アピールポイントが「平日の夜も営業していて、仕事帰りに施術を受けることができます」ということなのであれば、余分な部分を限界まで削り、
「仕事帰りなど、平日の夜も施術を受けることができます」
↓
「平日の仕事帰りに施術を受けることができる」
というところまで短くしていくのです。
(2)キャッチコピーはリズム感が命
キャッチコピーを考えるときは、そのリズム感についても意識してみましょう。
例えば人気牛丼チェーン「吉野家」のキャッチフレーズを見てみると、「はやい・やすい・うまい」となっています。
わかりやすく簡潔なのはもちろん、3文字ずつ、リズムよく読むことができますよね。
リズム感のあるキャッチフレーズは目だけでなく耳にも残りますので、より記憶に残るアピールをすることができます。
(3)未来像をイメージできるフレーズを使う
キャッチフレーズには、未来像をイメージできるようなフレーズを使うことをおすすめします
上で挙げた、ネイルサロンの例に沿って考えてみましょう。ネイルサロンに来店するお客様は、ネイルをしたくて、あるいはサロンに行きたくて来店しているわけではありません。ネイルサロンに行くこと、ネイルをすることはお客様にとって「手段」にすぎず、本当の目的は「お洒落をしたい」「ネイルを褒めてもらいたい」「ネイルサロンに通っている自分が好き」といったところにあるのです。
そのためキャッチフレーズをつくるときはネイルサロンや施術内容についてだけアピールするのではなく、ネイルの施術をした結果どのような未来が待っているのか、具体的にイメージできるようなフレーズを盛り込んでいくことが大切です。
(4)数字を取り入れる
キャッチコピーには、数字を取り入れてみるのもおすすめです。
数字には正確さや明確さを強くアピールする効果があるため、人の目を引きつけやすくなるのです。
「99%の日本人が知っている!」
「顧客満足度98%以上!」
「日本企業の78%が導入!」
といった感じで具体的な数字を入れると、リアリティーが増しますし、インパクトも強くなりますね。

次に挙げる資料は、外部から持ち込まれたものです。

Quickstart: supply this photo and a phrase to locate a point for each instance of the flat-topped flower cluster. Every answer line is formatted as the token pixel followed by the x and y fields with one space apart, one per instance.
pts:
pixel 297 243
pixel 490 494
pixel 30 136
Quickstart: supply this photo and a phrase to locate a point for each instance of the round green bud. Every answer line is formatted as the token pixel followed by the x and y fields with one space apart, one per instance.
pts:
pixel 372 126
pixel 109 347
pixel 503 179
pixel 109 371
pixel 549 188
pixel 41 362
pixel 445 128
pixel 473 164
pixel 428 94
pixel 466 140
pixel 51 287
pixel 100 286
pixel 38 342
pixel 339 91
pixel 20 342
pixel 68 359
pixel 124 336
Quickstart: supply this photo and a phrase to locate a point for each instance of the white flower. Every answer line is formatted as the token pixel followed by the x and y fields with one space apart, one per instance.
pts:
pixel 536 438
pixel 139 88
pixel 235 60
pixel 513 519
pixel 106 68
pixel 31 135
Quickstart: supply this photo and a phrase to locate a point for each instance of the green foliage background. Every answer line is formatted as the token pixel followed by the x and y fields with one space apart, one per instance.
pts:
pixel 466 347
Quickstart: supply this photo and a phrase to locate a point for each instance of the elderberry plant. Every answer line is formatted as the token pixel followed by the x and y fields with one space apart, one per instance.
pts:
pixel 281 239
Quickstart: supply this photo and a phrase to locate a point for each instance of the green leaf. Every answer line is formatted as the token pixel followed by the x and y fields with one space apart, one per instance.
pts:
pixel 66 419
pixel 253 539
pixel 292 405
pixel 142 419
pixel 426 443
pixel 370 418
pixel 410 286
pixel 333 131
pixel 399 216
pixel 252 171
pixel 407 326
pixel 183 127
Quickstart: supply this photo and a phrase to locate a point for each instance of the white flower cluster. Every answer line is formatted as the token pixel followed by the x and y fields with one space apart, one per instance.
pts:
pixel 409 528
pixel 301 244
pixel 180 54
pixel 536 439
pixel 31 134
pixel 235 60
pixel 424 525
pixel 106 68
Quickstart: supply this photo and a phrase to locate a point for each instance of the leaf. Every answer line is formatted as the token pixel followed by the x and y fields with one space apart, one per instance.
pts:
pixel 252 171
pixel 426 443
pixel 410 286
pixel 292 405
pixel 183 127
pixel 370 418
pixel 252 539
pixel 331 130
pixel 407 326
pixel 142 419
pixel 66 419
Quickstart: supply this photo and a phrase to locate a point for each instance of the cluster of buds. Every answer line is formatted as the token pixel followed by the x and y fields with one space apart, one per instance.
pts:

【4】ライバルに差をつける!人の目を引くキャッチコピー作りのコツ
競合店に差をつけるには、より人の目を引くキャッチコピーを作る必要があります。では、より良いキャッチコピーを作るには、どうすればいいのでしょうか。ここからは、ライバルに差をつけるキャッチコピー作りのコツについて見ていきましょう。
(1)逆説や比較をつかったキャッチコピー
キャッチコピー作りには、逆説や比較を取り入れてみるのもおすすめです。「○○よりも△△」というように相対するものを比較してみたり、「○○、でも△△」というように逆説的な表現を使ってみたりするのです。
こういったキャッチフレーズには読み手に対して強いインパクトを与え、広告に対して興味を抱かせる効果が期待できます。
(2)聞き慣れない言葉を使ってみる
キャッチフレーズを作るとき、多くの人は耳なじみの良い言葉ばかりを使い綺麗にまとめようとしがちです。もちろんそれが間違いというわけではないのですが、そういったキャッチフレーズはインパクトが弱く、見逃されやすくなります。
造語であっても意味がわかれば問題ありませんので、キャッチフレーズを作るときは思い切って、聞きなれない言葉を使ってみてはいかがでしょうか。
(3)発信者を変えてみる
キャッチコピーの多くは、自分が発信者となって作られたものです。
例えば以下のようなキャッチコピーは、発信者がネイルサロンになっています。「仕事帰りはネイルで決まり!お洒落女子は平日夜に可愛くなる」
そしてこの発信者をターゲットに変えてみると、以下のようになります。
「平日夜、私は可愛くなるの!仕事を頑張ったご褒美はネイルで決まり!」
アピールポイントは同じですが、発信者を変えるだけで全体の雰囲気やキャッチフレーズが与えるイメージが大きく変化しますよね。競合店とキャッチフレーズがかぶってしまうとき、自社のキャッチフレーズを埋もれさせたくないときは発信者を変えてみるといいでしょう。
さいごに
キャッチフレーズは、人の目を引きつけて公告に対する興味を抱かせる、重要なものです。そのためキャッチフレーズを作るときは、その見た目やカッコよさだけを気にするのではなく、課題の検討やターゲットの絞り込み、アピールポイントの設定といった準備を十分にしたうえで、ターゲットの気持ちになってみることが大切です。ここでご紹介したキャッチフレーズ作りのテクニックは比較的簡単に実践できるものばかりですので、皆様も早速試してみてはいかがでしょうか。